For class, however, he assigned us a paperback edition from Yale Nota Bene, with generous margins and well-researched endnotes by Jeffrey S. Cramer. The paper is thick and the leading comfortably loose; the resulting book is about 1.2 inches thick (the Dover Thrift Edition is less than an inch). I love my copy of Walden resulting from that course; it was easy to mark up and is filled with my margin notes, sticky tabs, and memories of that course.
But I also love my edition of Walden from Shambhala with sumptuously smooth pages and woodcut prints peppering the text, which I discovered on the remainders table (!) in the bookstore where I worked in high school. And then there’s my little red edition of Walden from Everyman’s Library that I rescued from a discard pile, in which a previous owner had lovingly affixed a postage stamp of Thoreau’s face. And there’s Random House’s fully annotated behemoth version of Walden that my professor presented me with when I graduated, which contains more notes than editions from Penguin Classics, Oxford Classics, or the one assigned for class.
I generally have little patience for hoarding things, but I don’t see the multiple copies of Walden as excessive. Each provides a different use case to me. The assigned edition is too full of my own notes that I can no longer read the text without hearing the class discussion again, but it is a breeze to navigate because of the spine creases I’ve made over time in the best sections. The Shambhala edition feels far too fancy for me to read, but is such a joy to behold and dip into, like coffeetable reading. The Everyman’s Library edition is hardcover, a bit too rigid to be comfy with, but it is compact, has the most pleasing weight in the hand, and carries just the right level of old book musty smell. The design of Random House’s fully annotated edition is worst for travel or reading when lying down (you practically need a podium for the thing), but it holds more information than any of the other editions…and holds more meaning to me than my own diploma.

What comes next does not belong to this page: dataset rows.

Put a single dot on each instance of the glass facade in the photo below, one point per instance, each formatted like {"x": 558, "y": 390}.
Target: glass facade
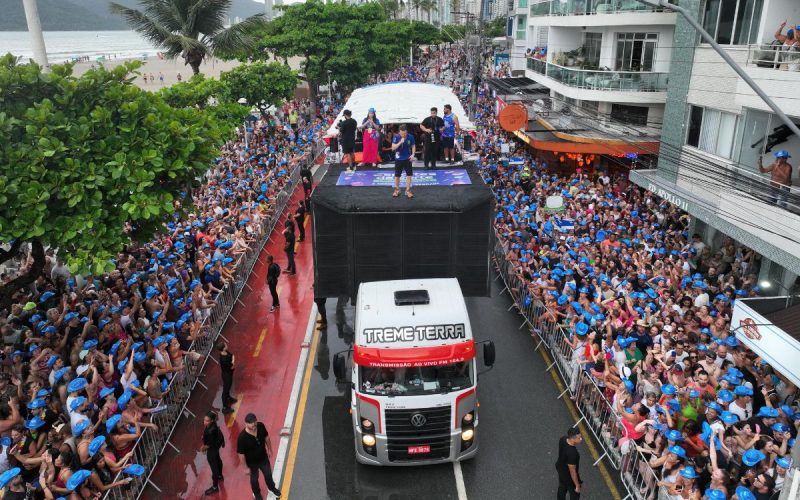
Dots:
{"x": 733, "y": 22}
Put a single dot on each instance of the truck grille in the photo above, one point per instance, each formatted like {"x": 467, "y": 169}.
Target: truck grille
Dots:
{"x": 435, "y": 432}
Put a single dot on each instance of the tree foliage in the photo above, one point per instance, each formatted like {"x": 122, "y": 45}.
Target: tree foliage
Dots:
{"x": 90, "y": 162}
{"x": 353, "y": 42}
{"x": 192, "y": 29}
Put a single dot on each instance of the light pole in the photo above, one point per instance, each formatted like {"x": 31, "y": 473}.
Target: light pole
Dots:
{"x": 37, "y": 38}
{"x": 727, "y": 58}
{"x": 243, "y": 102}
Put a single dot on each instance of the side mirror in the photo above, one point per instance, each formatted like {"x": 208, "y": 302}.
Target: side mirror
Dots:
{"x": 488, "y": 353}
{"x": 340, "y": 365}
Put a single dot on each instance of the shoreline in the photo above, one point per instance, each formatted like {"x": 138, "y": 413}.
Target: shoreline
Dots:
{"x": 156, "y": 66}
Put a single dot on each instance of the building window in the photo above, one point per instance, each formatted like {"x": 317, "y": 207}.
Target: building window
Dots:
{"x": 636, "y": 51}
{"x": 711, "y": 131}
{"x": 733, "y": 22}
{"x": 633, "y": 115}
{"x": 592, "y": 42}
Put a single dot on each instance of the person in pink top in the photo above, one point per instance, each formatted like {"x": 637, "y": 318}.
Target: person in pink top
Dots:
{"x": 372, "y": 137}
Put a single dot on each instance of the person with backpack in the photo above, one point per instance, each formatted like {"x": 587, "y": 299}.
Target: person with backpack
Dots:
{"x": 213, "y": 440}
{"x": 273, "y": 273}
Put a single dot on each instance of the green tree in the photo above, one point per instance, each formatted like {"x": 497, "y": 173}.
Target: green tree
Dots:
{"x": 260, "y": 84}
{"x": 495, "y": 28}
{"x": 90, "y": 163}
{"x": 192, "y": 29}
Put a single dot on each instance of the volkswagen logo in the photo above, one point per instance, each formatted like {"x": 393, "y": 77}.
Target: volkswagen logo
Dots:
{"x": 418, "y": 420}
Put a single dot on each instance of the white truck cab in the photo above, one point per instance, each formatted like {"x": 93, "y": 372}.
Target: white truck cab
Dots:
{"x": 413, "y": 373}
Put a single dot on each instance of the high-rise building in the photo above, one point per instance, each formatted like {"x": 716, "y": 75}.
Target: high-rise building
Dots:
{"x": 606, "y": 64}
{"x": 716, "y": 128}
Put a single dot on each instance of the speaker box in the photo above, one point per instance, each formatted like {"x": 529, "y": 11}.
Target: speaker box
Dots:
{"x": 362, "y": 234}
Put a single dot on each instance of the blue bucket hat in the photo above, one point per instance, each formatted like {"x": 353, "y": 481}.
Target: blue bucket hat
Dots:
{"x": 77, "y": 479}
{"x": 34, "y": 423}
{"x": 112, "y": 422}
{"x": 752, "y": 456}
{"x": 715, "y": 494}
{"x": 80, "y": 427}
{"x": 677, "y": 451}
{"x": 96, "y": 444}
{"x": 77, "y": 384}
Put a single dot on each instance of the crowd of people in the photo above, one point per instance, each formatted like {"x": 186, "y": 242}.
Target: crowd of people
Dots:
{"x": 87, "y": 360}
{"x": 647, "y": 306}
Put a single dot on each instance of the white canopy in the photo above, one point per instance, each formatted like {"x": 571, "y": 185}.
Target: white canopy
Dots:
{"x": 403, "y": 102}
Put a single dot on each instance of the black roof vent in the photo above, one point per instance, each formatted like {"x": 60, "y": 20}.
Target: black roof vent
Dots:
{"x": 411, "y": 297}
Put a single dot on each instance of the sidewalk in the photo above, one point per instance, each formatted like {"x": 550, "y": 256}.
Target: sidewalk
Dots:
{"x": 267, "y": 349}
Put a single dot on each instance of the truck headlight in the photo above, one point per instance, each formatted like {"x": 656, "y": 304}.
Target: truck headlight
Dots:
{"x": 368, "y": 440}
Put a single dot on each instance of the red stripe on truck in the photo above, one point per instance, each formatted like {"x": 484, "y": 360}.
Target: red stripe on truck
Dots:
{"x": 405, "y": 357}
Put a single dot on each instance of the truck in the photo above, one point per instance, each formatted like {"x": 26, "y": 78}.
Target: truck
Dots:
{"x": 413, "y": 374}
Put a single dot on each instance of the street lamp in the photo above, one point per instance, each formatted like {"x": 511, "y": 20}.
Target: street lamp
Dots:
{"x": 243, "y": 102}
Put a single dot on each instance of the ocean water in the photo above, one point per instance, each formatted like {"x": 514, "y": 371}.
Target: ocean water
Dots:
{"x": 67, "y": 45}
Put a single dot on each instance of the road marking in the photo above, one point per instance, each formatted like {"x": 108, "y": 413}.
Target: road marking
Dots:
{"x": 232, "y": 417}
{"x": 584, "y": 431}
{"x": 301, "y": 409}
{"x": 300, "y": 382}
{"x": 460, "y": 488}
{"x": 260, "y": 342}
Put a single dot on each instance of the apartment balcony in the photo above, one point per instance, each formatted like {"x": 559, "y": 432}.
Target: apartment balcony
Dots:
{"x": 777, "y": 73}
{"x": 617, "y": 86}
{"x": 598, "y": 13}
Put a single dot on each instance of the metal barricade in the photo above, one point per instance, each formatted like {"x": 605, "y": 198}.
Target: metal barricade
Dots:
{"x": 152, "y": 442}
{"x": 638, "y": 477}
{"x": 600, "y": 417}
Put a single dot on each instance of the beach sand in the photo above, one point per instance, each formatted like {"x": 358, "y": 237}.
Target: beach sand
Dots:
{"x": 211, "y": 68}
{"x": 169, "y": 68}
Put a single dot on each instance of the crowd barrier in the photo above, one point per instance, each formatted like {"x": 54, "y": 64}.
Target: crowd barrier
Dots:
{"x": 152, "y": 442}
{"x": 589, "y": 398}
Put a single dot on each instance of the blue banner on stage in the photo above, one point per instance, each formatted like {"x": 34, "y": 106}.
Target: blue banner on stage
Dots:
{"x": 385, "y": 178}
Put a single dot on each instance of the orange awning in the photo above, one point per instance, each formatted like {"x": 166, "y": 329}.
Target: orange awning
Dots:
{"x": 603, "y": 148}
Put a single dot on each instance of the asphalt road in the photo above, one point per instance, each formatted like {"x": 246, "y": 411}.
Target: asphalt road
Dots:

Despite these design shortcomings, not one these editions could ever stop me from reading them, nor will they lose their spot on my shelf. (Same goes for the series of Dover Thrift Editions, out of which I own a few titles.)
The design of a book might discourage one particular use case, but just as uniquely serves another use case. If nothing else, this only speaks to the many facets of the reading experience that can be designed, or left for the reader to design—through marginalia, spine creases, affixed memorabilia, worn corners, or inscribed messages. These are aspects of book design that cannot be automated, templated, or rendered irrelevant by e-readers and technology.
For as long as reading is important to us, both form and content will matter. And for as long as memories are important to us, both book design and books will matter.